African Leaders Tell Putin: ‘We Have a Right to Call for Peace’
African leaders pressed Russian President Vladimir Putin on Friday to move ahead with their plan to end the Ukraine conflict and to renew a deal crucial to Africa on the safe wartime export of Ukrainian grain, which Moscow tore up last week.
While not directly critical of Russia, their interventions on the second day of a summit were more concerted and forceful than those that African countries have voiced previously.
They served as reminders of the depth of African concern at the consequences of the war, especially rising food prices.
“This war must end. And it can only end on the basis of justice and reason,” African Union (AU) Commission Chairman Moussa Faki Mahamat told Putin and African leaders in St. Petersburg.
“The disruptions of energy and grain supplies must end immediately. The grain deal must be extended for the benefit of all the peoples of the world, Africans in particular.”
Reuters reported in June that the African plan floats a series of possible steps to defuse the conflict, including a Russian troop pullback, removal of Russian tactical nuclear weapons from Belarus, suspension of an International Criminal Court arrest warrant against Putin and sanctions relief.

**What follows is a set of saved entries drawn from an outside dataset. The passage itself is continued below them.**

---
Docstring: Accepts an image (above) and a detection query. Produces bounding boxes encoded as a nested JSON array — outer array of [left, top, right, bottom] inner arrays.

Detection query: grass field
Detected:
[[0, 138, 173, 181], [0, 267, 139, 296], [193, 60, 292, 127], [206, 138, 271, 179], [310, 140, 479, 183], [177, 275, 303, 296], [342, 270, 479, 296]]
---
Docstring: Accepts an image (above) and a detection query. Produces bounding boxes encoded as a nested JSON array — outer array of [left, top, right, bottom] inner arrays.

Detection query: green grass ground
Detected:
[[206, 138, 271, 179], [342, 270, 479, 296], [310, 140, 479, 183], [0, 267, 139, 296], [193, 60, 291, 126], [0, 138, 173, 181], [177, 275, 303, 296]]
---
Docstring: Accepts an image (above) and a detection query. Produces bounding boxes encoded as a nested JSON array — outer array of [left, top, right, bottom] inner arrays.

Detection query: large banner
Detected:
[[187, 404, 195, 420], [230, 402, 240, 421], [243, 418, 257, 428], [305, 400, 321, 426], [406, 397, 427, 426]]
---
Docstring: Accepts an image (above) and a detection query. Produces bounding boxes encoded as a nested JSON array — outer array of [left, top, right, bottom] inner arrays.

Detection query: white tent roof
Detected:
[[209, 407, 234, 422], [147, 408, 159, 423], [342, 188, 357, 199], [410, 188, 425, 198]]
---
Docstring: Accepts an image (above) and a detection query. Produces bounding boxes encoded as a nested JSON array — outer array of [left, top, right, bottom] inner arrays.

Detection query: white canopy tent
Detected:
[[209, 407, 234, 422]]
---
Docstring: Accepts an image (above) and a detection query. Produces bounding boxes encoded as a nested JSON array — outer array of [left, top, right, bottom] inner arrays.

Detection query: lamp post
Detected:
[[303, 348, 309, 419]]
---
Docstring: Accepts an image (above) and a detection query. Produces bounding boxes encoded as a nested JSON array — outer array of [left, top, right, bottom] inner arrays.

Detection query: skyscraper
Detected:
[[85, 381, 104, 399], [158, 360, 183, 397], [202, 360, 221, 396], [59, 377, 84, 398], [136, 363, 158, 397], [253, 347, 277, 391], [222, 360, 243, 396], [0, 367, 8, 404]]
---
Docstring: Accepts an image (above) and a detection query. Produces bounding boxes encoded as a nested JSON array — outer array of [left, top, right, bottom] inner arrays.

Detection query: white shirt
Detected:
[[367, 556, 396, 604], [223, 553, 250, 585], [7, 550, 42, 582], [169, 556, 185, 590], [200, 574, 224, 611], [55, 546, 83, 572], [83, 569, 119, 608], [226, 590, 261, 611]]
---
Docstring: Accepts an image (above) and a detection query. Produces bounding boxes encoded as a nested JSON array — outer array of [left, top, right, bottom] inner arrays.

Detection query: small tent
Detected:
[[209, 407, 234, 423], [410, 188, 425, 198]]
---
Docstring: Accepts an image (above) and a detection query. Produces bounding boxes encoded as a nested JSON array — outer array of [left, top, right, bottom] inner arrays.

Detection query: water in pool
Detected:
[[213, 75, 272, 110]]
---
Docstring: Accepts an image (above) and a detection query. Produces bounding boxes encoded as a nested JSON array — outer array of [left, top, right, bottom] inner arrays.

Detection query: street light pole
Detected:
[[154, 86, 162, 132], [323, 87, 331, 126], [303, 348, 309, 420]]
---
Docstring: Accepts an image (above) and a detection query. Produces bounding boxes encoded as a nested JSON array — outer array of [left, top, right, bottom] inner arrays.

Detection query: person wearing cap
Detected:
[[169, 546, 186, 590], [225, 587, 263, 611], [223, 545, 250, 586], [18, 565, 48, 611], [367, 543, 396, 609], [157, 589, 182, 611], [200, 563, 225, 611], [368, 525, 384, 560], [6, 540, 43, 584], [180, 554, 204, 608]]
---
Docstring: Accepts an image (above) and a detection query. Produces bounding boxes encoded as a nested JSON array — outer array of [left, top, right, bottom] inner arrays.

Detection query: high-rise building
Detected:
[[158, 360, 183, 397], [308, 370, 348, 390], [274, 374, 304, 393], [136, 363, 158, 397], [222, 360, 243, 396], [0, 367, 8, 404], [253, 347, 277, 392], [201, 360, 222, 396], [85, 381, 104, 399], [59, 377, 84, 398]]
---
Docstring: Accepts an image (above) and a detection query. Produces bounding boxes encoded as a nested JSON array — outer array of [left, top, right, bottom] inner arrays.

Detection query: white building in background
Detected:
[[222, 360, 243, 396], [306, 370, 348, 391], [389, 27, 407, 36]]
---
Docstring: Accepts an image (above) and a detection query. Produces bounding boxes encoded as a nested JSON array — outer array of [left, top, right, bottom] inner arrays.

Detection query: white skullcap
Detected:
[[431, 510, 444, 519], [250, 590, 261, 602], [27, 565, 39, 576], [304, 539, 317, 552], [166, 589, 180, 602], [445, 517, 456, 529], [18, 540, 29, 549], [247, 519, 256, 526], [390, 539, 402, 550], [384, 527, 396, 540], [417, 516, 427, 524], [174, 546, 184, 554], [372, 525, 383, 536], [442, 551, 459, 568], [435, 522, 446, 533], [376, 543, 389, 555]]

Putin gave it a cool reception when African leaders presented it to him last month. In public remarks on Friday, he restated in similar terms his argument that Ukraine and the West, not Russia, were responsible for the conflict.
Republic of Congo President Denis Sassou Nguesso said the initiative “deserves the closest attention,” calling “urgently” for peace.
South African President Cyril Ramaphosa told Putin: “We feel that we have a right to call for peace — the ongoing conflict also negatively affects us.”
The stream of calls prompted Putin repeatedly to defend Russia’s position and finally to make an eight-minute statement, later issued by the Kremlin in a video, at the start of evening talks with the African leaders behind the peace plan.
He again accused the West of backing a “coup” in Kyiv in 2014 — when a wave of street protests forced Ukraine’s pro-Russian president to flee — and of trying to draw Ukraine into the U.S.-led NATO military alliance and undermine Russian statehood.
He said it was Kyiv that was refusing to negotiate under a decree passed shortly after he claimed last September to have annexed four Ukrainian regions that Russia partly controls, adding: “The ball is entirely in their court.”
‘New realities’
Russia has long said it is open to talks but that these must take account of the “new realities” on the ground.
AU chair Azali Assoumani said Putin had shown his readiness to talk, and “now we have to convince the other side.”
But Ukrainian President Volodymyr Zelenskyy has rejected the idea of a ceasefire now that would leave Russia in control of nearly a fifth of his country and give its forces time to regroup after 17 grinding months of war.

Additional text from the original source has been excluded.